India was ranked 103 of 119 countries in the Global Hunger Index last year. It spends just over one percent of its national income on health care -- one of the lowest in the world.

The National Family Health Survey says almost half of the children under five in Muzaffarpur are stunted, almost 60 percent are anaemic, and more than 40 percent underweight.

A health ministry survey found that none of Muzaffarpur's 103 primary health centres -- and its only community health centre -- were even considered fit for evaluation, the Times of India reported.
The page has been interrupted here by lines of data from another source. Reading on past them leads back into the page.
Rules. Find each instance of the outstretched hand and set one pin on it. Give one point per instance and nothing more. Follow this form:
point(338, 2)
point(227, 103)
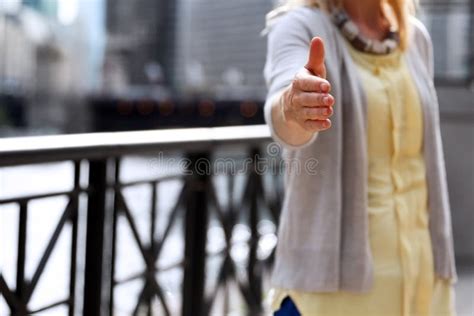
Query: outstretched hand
point(307, 101)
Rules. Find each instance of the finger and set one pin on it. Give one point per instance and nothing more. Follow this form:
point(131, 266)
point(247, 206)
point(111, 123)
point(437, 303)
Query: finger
point(312, 99)
point(317, 125)
point(311, 83)
point(315, 62)
point(319, 113)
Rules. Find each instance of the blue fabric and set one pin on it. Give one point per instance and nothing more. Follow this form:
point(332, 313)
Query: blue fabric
point(287, 308)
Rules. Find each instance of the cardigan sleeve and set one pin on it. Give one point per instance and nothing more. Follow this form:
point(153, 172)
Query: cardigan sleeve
point(288, 41)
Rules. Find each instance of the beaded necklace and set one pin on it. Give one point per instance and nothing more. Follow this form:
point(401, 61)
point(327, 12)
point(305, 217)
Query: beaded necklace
point(352, 33)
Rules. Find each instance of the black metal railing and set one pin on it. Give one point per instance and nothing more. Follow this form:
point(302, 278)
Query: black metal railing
point(101, 155)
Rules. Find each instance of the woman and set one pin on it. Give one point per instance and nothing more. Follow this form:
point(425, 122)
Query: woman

The state has seen some 1,350 children die from AES in the past decade, including 355 in 2014, although until this year fatalities had fallen sharply, the Hindustan Times reported.

"Malnourishment is the underlying cause and lychee acts as a trigger," said Shah. "The rich children are also having lychees, but why they are not dying?"

Around Hichara, there are few ambulances and even they cost 500 to 1,000 rupees ($7.20 - $14.40), a hefty price for locals -- assuming they have a phone to call one.

Walking down the track to the main road, from where they can get an auto rickshaw to hospital for around 400 rupees, takes an hour.

What's the score?
The local government has said that ambulances will now be made free, but otherwise it has been accused of giving the impression it does not care about the crisis.

During Sunday's news conference on the outbreak, Bihar's health minister asked what the score was in a cricket match against Pakistan. Last week an ambulance was stopped to make way for his convoy, media reports said.

At the Sri Krishna Medical College and Hospital (SKMCH), where most of the victims have died, power cuts are frequent, even inside the intensive care unit.

Patients share beds or sleep on the floor. There is no air-conditioning, and rubbish is dumped in the open in the backyard. The walls are stained with betel-nut spit, and bed sheets with blood and urine.

There is also little awareness among parents -- almost all of whom are illiterate -- about balanced diets and hygiene. The children eat biscuits on the floor, their clothes dirty and dishevelled.

"I wake up several times in the night to check on the children if they are ok," Munni Khatoon, 40, a mother of six, said in Hichara.

"The health worker came yesterday and distributed some packets and pamphlets. But we can't read so we don't know what's written. All we know is we can't let the kids eat lychees."